This ‘Ridiculously Far-Left’ Economist Provides Candy for Liberals

Here is political analyst Michael Barone:

French economist Thomas Piketty’s book “Capitalism in the Twenty-First Century” has been inspiring a lot of comment and controversy. The English translation published last month zipped to No. 1 on amazon.com.

It has given a lift to economists on the Left who have cheered on Barack Obama’s flagging attempts to make income inequality a voting issue. They have hailed it as “truly superb” and “extraordinarily important.”

Others, not all on the Right, have taken a jaundiced view. “All wrong” was the verdict of one. “The main argument is based on two (false) claims,” concluded another.

Commentary about the 42 year-old Piketty’s book is certainly all over the web, and we can imagine the drooling praise taking place over at MSNBC. One of the more entertaining articles about it is by the New York Post’s Kyle Smith. Here’s his opening:

The No. 1 bestselling book on Amazon last week wasn’t about plucky teen girls battling for humanity in a futuristic dystopia. It wasn’t about a boy wizard or a college student who likes to be tied up and spanked.

No, it’s a 700-page French economics tome. And on the Left it’s been received with such a case of the hot-and-heavies that you can think of it as “50 Shades of Grey” for the Acela-corridor professional intellectual statist. “Oooh, hit me with the income-inequality chart again, please!”

The book is “Capital in the Twenty-First Century,” by the ridiculously far-left French economist Thomas Piketty. As its title makes obvious, it’s an unabashed sequel/homage/reboot of “Capital,” Karl Marx’s logically challenged bible of income and wealth redistribution. Neo-Marxism is all Piketty is about.

That has made him the hero of the leading left-wing economics writers of the age, who are feeling momentarily emboldened to wave the red flag.

Smith also writes this, which the Weekly Standard called “an instant classic”:

“Piketty calls for a 60 percent income tax starting at $200,000, and 80 percent on those above $500,000 (or maybe $1 million).

“Taxation as a weapon of confiscation? Hot stuff to the beardy fellows in the tweed jackets with the patched elbows. Outside the faculty lounge, though, it doesn’t even pass the laugh test.

“But then again, Piketty doesn’t get out much. He admits in the book that he has barely left Paris in the last 17 years, except for a few brief trips. Not France: Paris. Paris is smaller than The Bronx. It has as much intellectual diversity as a staff meeting at Mother Jones.”

Read Smith’s article here.

Other recommended articles include one by the Manhattan Institute’s Diana Furchtgott-Roth, “Taxing the Wealthy Even More Won’t Get Us Anywhere.” Early on in the post is this:

It’s simply untrue that capital is not taxed. It is overtaxed. But to justify higher taxes, Piketty makes at least four errors. (Space constraints prevent the discussion of others.)

You can read Furchtgott-Roth’s article here.

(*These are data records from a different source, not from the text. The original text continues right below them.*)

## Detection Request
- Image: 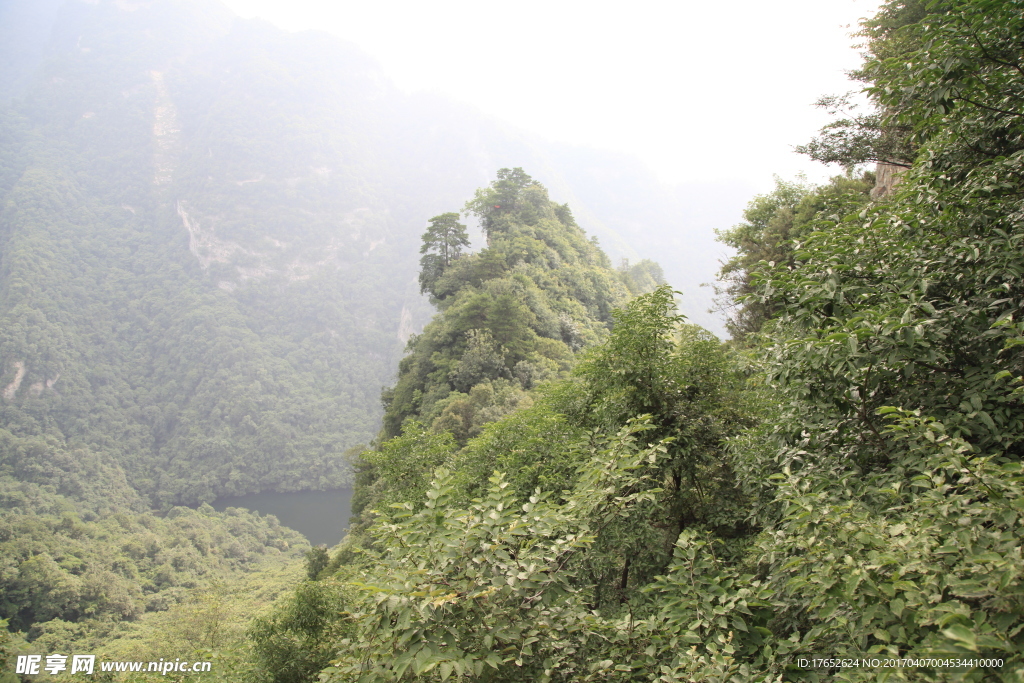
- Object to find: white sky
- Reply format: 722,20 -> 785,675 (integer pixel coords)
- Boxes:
219,0 -> 879,194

Among the things the Cato Institute’s James Dorn writes at Investors.com in his article, “Fighting Inequality: Rule Of Law Vs. Legal Plunder,” is this:

[Piketty] advocates a steeply progressive income tax with a top rate of 80% along with a wealth tax to reduce inequality, which he finds to be on the rise globally.

If his scheme were implemented, “legal plunder” (a term coined by the 19th century French liberal Frederic Bastiat) would undermine the rule of law, which is meant to safeguard persons and property, and turn the concept of justice on its head — from meaning the prevention of injustice to the use of force to dictate some politically favored distribution of income and wealth.

Read Dorn’s article here.

It wasn’t that long ago conservatives would use this line in speeches to get a laugh:

“Socialism has failed everywhere it has been tried, and yet politicians are continually saying, ‘Hey, let us try socialism!’”

That should be updated to read, “politicians and 42 year-old academics at the University of Paris.”